Existing and impending regulation around fraud detection means that if the result is a faulty decision based on biased data that results in negative customer consequences, the buck will always stop with the insurer. This is true no matter how much technological assistance they receive in their operations. However, implementing the necessary AI governance will mean that all an insurer’s AI, including their fraud detection models, is aligned with their business, with regulations, and with the expectations of customers.
Ultimately, detecting more fraud can no longer be the be-all-and-end-all. It has to be done in a transparent, explainable, and responsible manner, not just at deployment but continuously as the industry evolves.
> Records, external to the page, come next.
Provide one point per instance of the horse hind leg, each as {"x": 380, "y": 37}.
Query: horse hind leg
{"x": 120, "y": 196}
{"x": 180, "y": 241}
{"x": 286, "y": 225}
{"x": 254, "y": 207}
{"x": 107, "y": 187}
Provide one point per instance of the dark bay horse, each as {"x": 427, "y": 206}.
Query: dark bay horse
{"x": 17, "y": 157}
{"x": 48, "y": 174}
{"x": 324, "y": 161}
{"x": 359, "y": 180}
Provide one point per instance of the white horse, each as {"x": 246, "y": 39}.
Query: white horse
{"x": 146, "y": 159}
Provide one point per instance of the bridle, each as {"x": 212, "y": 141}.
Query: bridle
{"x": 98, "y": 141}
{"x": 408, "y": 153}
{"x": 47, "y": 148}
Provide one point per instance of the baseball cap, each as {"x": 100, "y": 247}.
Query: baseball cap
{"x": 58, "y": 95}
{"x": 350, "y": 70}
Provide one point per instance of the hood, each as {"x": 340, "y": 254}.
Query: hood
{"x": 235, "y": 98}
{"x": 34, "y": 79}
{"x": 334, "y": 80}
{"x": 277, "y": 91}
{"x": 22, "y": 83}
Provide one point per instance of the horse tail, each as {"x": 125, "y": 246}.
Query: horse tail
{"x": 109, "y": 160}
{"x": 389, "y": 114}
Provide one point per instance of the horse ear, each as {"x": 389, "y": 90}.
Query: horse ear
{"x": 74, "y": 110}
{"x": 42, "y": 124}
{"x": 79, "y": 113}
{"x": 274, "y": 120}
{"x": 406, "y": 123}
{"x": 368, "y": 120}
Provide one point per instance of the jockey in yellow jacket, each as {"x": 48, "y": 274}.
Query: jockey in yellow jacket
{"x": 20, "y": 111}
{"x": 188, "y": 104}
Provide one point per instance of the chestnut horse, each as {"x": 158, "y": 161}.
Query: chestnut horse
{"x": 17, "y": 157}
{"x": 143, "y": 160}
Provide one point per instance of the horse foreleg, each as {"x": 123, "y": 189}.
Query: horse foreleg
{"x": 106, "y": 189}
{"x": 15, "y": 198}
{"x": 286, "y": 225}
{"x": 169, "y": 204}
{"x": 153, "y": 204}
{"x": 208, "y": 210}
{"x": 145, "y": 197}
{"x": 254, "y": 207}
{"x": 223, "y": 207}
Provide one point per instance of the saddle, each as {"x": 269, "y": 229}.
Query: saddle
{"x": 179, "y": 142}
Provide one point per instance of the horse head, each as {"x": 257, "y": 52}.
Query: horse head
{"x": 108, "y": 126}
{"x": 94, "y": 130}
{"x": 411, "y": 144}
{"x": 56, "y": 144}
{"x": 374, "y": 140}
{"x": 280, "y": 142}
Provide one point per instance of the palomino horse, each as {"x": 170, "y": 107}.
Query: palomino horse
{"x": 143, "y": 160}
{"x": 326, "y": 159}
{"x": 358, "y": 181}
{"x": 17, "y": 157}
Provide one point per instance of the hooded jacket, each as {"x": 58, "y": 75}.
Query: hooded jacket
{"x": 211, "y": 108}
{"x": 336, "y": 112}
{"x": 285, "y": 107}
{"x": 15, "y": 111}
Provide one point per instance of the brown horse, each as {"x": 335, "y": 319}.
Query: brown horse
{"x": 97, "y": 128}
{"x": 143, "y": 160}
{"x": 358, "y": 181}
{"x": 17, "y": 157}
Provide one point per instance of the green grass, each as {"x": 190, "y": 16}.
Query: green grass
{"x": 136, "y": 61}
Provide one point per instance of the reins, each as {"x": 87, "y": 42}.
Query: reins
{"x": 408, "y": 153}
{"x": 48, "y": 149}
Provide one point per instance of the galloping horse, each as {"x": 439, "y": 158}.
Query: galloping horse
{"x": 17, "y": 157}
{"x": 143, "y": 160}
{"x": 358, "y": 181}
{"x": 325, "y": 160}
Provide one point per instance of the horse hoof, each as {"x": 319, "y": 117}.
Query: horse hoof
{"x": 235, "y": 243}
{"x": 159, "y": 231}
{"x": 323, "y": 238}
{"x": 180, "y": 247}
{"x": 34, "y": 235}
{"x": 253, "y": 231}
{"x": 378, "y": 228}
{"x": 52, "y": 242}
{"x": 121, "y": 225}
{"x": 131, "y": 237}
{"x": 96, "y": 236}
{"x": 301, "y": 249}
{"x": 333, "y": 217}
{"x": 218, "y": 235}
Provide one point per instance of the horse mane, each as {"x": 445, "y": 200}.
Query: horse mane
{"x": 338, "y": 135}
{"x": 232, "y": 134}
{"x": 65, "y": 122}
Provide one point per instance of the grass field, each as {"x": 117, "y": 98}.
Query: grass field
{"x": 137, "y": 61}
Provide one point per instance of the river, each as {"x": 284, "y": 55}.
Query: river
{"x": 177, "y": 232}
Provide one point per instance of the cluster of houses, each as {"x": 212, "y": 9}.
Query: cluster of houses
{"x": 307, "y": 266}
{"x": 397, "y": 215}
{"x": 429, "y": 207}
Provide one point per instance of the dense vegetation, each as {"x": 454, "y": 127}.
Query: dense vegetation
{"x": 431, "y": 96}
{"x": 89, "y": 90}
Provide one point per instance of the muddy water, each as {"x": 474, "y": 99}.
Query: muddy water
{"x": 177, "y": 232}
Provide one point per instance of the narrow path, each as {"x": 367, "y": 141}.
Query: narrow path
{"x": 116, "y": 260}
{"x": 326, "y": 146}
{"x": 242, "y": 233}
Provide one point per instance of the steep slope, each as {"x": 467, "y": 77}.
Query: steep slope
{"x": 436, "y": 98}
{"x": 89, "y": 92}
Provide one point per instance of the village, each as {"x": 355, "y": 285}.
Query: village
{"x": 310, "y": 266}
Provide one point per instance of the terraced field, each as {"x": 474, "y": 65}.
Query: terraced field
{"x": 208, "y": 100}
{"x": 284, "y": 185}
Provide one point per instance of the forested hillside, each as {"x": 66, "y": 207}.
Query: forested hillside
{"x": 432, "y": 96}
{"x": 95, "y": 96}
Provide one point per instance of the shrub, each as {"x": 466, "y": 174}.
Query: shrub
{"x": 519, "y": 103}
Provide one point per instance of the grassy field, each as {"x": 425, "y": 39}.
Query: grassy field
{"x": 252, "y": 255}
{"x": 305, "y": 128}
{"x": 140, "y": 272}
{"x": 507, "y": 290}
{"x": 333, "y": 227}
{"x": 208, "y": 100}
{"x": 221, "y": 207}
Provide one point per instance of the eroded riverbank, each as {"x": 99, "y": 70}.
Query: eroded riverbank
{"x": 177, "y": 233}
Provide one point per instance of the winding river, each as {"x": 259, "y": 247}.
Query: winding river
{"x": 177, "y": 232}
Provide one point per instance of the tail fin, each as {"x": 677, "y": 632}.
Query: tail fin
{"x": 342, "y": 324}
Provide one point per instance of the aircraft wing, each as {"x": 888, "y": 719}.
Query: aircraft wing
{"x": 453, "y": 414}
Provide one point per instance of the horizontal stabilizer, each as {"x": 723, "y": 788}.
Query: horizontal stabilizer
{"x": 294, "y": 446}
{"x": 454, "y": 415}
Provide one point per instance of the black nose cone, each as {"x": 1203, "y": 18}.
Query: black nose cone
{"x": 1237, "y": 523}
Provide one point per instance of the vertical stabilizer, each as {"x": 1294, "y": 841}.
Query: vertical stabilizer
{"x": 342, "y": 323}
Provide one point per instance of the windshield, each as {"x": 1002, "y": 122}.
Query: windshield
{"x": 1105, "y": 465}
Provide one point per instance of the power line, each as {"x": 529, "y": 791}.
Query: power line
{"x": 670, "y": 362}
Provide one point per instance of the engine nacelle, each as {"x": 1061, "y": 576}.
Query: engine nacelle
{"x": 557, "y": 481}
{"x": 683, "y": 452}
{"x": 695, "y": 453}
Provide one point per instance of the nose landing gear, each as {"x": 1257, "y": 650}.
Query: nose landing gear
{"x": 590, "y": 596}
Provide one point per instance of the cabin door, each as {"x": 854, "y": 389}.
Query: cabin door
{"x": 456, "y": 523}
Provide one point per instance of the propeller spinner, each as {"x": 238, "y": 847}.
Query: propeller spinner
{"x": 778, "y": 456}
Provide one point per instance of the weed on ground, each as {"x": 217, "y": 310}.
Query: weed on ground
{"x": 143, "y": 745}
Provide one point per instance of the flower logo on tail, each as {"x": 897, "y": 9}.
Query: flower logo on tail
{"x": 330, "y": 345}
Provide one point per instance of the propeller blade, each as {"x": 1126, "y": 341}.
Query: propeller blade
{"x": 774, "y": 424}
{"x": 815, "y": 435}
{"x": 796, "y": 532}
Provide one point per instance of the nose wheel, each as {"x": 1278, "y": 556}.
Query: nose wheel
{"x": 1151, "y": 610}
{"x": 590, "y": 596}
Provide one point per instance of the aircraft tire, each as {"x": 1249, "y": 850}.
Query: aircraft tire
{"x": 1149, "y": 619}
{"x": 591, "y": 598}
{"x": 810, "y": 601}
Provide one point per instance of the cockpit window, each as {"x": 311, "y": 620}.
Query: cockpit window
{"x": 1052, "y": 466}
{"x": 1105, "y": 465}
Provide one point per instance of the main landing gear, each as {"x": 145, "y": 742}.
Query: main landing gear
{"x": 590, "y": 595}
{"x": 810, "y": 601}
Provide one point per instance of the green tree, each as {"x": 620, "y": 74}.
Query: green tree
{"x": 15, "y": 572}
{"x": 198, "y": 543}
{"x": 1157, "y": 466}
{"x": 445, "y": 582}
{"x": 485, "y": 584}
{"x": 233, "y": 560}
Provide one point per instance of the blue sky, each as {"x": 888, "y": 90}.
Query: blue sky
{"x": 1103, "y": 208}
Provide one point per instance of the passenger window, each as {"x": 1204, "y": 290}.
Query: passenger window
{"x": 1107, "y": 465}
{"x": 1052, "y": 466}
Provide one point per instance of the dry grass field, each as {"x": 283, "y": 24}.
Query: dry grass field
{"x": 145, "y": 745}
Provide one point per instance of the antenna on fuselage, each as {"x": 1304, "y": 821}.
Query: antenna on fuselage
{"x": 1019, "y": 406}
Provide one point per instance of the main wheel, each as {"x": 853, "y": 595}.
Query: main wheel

The Future of AI-enabled Fraud Detection
Just as AI has helped to enhance fraud-detection efforts, so too has the activity of fraudsters become more sophisticated and, therefore, more challenging to detect. Fraudsters are always looking to extract the rules and techniques that insurers use to detect fraud to subvert them. In the last two years, we have also seen criminals using generative AI to create synthetic identities and produce fake images and documents to support fraudulent claims. As technological advancement in insurance continues to accelerate, insurers must remain constantly vigilant to evolving fraud techniques.
AI has the potential to enable insurers to stay one step ahead of fraudsters, but only if proper AI governance practices are implemented and maintained. Without it, insurers will struggle to deliver the necessary levels of explainability and transparency across their business to protect themselves from damage. Declining model performance will go unnoticed for too long, fraudulent claims will evade their investigators, and insurers will lose the advantage in the constant battle against fraud.